# Part 1: The data
## Objectives
1. Read in the data from `loans_2007.csv`
2. Identify any data quality issues

# Part 2: Explore the data in chunks
## Objectives
1. For each chunk:   
    1. How many columns have a numeric type? 
    2. How many columns have a string type?
    3. How many unique values are there in each string column? 
    4. How many of the string columns contain values that are less than 50% unique?
    5. Which float columns have no missing values and could be candidates for conversion to the integer type?
2. Calculate the total memory usage across all of the chunks

# Part 3: Optimize string columns
## Objectives
1. While working with dataframe chunks:
    1. Determine which string columns you can convert to a numeric type if you clean them. For example, the `int_rate` column is only a string because of the `%` sign at the end.
    2. Determine which columns have a few unique values and convert them to the category type. For example, you may want to convert the `grade` and `sub_grade` columns.
    3. Based on your conclusions, perform the necessary type changes across all chunks.
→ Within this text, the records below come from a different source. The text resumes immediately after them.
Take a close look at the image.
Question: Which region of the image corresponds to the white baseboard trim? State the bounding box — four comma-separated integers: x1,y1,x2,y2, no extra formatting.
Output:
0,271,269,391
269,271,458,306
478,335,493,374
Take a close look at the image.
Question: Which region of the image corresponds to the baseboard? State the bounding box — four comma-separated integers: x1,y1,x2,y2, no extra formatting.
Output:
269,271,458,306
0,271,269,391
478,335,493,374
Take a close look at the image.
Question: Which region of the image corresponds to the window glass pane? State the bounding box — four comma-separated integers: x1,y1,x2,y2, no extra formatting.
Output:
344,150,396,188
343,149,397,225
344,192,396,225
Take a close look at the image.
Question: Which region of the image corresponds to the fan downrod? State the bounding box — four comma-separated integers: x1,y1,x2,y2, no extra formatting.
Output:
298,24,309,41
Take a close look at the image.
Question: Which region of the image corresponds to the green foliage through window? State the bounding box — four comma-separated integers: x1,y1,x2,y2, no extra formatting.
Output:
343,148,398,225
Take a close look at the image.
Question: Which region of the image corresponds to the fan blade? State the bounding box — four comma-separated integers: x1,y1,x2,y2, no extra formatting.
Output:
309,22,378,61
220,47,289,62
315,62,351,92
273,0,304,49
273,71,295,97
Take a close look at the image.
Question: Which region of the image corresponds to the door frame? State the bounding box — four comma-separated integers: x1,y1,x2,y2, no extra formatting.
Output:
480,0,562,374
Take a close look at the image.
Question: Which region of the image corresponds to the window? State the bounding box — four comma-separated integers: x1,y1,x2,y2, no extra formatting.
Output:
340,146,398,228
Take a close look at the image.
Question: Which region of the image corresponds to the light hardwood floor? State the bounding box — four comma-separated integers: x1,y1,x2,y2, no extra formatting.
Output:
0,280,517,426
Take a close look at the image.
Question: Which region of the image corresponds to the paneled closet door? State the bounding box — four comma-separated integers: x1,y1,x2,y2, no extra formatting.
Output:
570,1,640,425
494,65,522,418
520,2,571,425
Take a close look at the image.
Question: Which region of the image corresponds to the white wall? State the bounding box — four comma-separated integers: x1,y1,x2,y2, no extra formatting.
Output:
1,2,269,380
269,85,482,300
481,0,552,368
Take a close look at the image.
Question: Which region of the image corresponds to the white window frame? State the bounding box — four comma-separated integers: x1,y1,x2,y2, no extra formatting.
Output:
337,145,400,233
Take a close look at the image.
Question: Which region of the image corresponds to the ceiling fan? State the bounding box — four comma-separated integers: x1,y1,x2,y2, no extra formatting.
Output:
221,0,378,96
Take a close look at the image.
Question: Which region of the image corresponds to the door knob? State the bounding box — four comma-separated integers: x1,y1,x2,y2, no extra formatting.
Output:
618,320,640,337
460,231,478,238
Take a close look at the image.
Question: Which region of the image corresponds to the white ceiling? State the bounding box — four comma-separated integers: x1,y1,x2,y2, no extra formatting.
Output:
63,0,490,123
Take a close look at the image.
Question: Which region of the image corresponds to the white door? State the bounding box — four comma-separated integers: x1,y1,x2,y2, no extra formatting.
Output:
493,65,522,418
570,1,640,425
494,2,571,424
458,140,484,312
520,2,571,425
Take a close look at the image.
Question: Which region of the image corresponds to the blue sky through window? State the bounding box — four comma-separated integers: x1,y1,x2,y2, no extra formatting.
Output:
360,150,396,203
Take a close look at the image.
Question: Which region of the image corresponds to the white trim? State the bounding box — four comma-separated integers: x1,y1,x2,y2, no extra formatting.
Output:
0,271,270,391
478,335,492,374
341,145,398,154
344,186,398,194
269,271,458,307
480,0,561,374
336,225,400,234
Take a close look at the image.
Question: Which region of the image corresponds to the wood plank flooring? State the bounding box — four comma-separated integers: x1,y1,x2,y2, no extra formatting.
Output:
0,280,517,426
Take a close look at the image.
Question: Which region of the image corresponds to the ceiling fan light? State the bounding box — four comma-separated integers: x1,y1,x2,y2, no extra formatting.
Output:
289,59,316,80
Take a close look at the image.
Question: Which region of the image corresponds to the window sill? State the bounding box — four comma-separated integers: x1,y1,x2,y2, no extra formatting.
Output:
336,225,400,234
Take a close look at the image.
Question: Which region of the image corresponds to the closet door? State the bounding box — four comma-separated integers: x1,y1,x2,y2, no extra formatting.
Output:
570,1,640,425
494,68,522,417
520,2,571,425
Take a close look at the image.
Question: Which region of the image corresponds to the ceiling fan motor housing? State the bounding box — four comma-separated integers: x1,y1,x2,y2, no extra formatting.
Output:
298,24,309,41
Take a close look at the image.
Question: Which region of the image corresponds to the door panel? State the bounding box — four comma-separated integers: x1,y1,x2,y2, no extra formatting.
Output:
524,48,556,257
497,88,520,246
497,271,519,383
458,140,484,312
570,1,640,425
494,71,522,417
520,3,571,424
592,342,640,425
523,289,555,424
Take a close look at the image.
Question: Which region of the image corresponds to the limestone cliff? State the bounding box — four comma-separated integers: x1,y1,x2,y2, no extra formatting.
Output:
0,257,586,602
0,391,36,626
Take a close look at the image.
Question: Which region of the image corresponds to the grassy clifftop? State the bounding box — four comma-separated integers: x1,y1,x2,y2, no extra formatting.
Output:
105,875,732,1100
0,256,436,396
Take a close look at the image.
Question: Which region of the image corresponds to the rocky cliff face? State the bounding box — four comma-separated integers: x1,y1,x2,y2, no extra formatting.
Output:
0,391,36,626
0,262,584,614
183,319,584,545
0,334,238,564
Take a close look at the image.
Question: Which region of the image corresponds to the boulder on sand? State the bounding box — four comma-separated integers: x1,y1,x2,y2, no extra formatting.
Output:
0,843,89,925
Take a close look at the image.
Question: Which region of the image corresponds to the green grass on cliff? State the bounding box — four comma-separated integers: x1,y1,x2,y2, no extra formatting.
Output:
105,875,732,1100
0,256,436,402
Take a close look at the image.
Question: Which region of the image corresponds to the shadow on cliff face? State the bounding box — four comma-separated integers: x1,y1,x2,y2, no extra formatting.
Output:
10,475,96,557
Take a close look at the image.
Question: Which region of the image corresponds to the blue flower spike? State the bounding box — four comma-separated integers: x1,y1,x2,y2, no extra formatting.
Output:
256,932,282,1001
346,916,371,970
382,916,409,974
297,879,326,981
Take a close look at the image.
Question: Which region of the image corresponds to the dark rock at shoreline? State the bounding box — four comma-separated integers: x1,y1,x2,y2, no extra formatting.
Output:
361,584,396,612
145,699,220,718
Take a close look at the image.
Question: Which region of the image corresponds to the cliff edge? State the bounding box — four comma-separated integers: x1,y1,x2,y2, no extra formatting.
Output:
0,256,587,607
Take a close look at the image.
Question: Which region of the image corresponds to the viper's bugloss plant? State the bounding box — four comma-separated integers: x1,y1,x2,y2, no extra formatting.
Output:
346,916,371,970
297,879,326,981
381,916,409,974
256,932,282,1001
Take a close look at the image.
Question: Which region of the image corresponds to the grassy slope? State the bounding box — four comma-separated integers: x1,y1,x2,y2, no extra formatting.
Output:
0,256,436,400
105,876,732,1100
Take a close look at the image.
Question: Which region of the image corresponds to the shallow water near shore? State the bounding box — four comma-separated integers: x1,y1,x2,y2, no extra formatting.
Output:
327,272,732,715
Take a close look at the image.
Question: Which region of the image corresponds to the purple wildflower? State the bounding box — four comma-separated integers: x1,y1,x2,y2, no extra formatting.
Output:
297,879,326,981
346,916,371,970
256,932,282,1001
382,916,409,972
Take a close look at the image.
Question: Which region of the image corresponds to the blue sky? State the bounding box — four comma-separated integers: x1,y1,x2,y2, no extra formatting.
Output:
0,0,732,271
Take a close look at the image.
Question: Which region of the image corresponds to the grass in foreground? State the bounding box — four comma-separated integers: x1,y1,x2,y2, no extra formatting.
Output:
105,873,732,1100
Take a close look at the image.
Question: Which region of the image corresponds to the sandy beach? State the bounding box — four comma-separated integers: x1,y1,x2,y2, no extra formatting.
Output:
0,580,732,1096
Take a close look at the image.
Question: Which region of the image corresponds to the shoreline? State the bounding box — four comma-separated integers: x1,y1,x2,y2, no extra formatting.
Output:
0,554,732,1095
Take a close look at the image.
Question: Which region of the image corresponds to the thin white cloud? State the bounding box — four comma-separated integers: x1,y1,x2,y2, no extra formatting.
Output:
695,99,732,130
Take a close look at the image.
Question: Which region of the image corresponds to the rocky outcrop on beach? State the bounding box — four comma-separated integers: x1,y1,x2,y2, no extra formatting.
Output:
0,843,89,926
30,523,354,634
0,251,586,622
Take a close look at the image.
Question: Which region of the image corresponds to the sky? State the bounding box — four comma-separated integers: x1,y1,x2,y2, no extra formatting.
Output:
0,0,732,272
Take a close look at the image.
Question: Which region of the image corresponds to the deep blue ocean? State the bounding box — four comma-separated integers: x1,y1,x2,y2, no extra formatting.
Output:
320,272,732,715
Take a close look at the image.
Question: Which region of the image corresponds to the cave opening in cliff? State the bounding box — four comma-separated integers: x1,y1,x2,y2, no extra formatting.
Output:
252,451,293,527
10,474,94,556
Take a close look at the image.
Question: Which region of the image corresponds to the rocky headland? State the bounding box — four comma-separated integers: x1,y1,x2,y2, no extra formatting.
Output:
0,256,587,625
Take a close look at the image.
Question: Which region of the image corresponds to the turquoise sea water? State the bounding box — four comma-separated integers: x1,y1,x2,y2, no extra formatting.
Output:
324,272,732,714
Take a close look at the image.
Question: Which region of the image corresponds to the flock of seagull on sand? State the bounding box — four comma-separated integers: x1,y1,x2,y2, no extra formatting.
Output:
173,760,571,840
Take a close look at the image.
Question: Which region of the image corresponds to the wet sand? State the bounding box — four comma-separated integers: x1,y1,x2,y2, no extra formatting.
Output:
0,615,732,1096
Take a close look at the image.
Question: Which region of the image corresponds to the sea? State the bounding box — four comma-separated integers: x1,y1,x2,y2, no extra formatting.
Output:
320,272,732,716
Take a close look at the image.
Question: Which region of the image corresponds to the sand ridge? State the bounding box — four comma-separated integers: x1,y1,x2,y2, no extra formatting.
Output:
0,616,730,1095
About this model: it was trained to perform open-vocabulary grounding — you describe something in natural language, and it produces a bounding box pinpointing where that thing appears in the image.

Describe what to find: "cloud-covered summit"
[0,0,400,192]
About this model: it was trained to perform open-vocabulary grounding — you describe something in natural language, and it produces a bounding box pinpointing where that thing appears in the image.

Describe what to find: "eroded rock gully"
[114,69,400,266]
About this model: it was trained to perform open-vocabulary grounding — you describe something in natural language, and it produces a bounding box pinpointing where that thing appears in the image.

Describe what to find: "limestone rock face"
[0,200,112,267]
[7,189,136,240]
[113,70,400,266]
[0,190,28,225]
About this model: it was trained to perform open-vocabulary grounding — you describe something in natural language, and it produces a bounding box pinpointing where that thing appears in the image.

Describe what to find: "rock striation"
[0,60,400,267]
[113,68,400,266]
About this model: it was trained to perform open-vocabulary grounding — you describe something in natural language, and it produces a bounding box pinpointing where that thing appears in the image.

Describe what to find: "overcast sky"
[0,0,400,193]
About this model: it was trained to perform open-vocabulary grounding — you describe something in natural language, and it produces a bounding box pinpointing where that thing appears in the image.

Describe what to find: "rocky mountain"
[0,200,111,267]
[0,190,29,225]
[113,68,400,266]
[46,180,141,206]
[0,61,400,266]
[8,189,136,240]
Calculate the total memory footprint, and compare it with the previous one.
    
# Part 4: Optimize numeric columns
## Objectives
1. While working with dataframe chunks:
    1. Identify float columns that contain missing values, and that we can convert to a more space efficient subtype.
    2. Identify float columns that don't contain any missing values, and that we can convert to the integer type because they represent whole numbers.
    3. Based on your conclusions, perform the necessary type changes across all chunks. Calculate the total memory footprint and compare it with the previous one.

In [100]:
import pandas as pd
pd.options.display.max_columns = 99

# Explore the Data

In [2]:
df = pd.read_csv('loans_2007.csv', low_memory=False)
df.head(2).append(df.tail(2))

Unnamed: 0,id,member_id,loan_amnt,funded_amnt,funded_amnt_inv,term,int_rate,installment,grade,sub_grade,emp_title,emp_length,home_ownership,annual_inc,verification_status,issue_d,loan_status,pymnt_plan,purpose,title,zip_code,addr_state,dti,delinq_2yrs,earliest_cr_line,inq_last_6mths,open_acc,pub_rec,revol_bal,revol_util,total_acc,initial_list_status,out_prncp,out_prncp_inv,total_pymnt,total_pymnt_inv,total_rec_prncp,total_rec_int,total_rec_late_fee,recoveries,collection_recovery_fee,last_pymnt_d,last_pymnt_amnt,last_credit_pull_d,collections_12_mths_ex_med,policy_code,application_type,acc_now_delinq,chargeoff_within_12_mths,delinq_amnt,pub_rec_bankruptcies,tax_liens
0,1077501,1296599.0,5000.0,5000.0,4975.0,36 months,10.65%,162.87,B,B2,,10+ years,RENT,24000.0,Verified,Dec-2011,Fully Paid,n,credit_card,Computer,860xx,AZ,27.65,0.0,Jan-1985,1.0,3.0,0.0,13648.0,83.7%,9.0,f,0.0,0.0,5863.155187,5833.84,5000.0,863.16,0.0,0.0,0.0,Jan-2015,171.62,Jun-2016,0.0,1.0,INDIVIDUAL,0.0,0.0,0.0,0.0,0.0
1,1077430,1314167.0,2500.0,2500.0,2500.0,60 months,15.27%,59.83,C,C4,Ryder,< 1 year,RENT,30000.0,Source Verified,Dec-2011,Charged Off,n,car,bike,309xx,GA,1.0,0.0,Apr-1999,5.0,3.0,0.0,1687.0,9.4%,4.0,f,0.0,0.0,1008.71,1008.71,456.46,435.17,0.0,117.08,1.11,Apr-2013,119.66,Sep-2013,0.0,1.0,INDIVIDUAL,0.0,0.0,0.0,0.0,0.0
42536,Total amount funded in policy code 1: 471701350,,,,,,,,,,,,,,,,,,,,,,,,,,,,,,,,,,,,,,,,,,,,,,,,,,,
42537,Total amount funded in policy code 2: 0,,,,,,,,,,,,,,,,,,,,,,,,,,,,,,,,,,,,,,,,,,,,,,,,,,,


In [3]:
df.shape

(42538, 52)

# Memory Usage

Figure out how many rows we can process at a time in order to stay below 5 MB of memory usage. This will be the size of each chunk when we process the data in chunks.

In [4]:
num_rows = 3000
df = pd.read_csv('loans_2007.csv', nrows=num_rows)
mem_usage = df.memory_usage(deep=True).sum()/(1024*1024)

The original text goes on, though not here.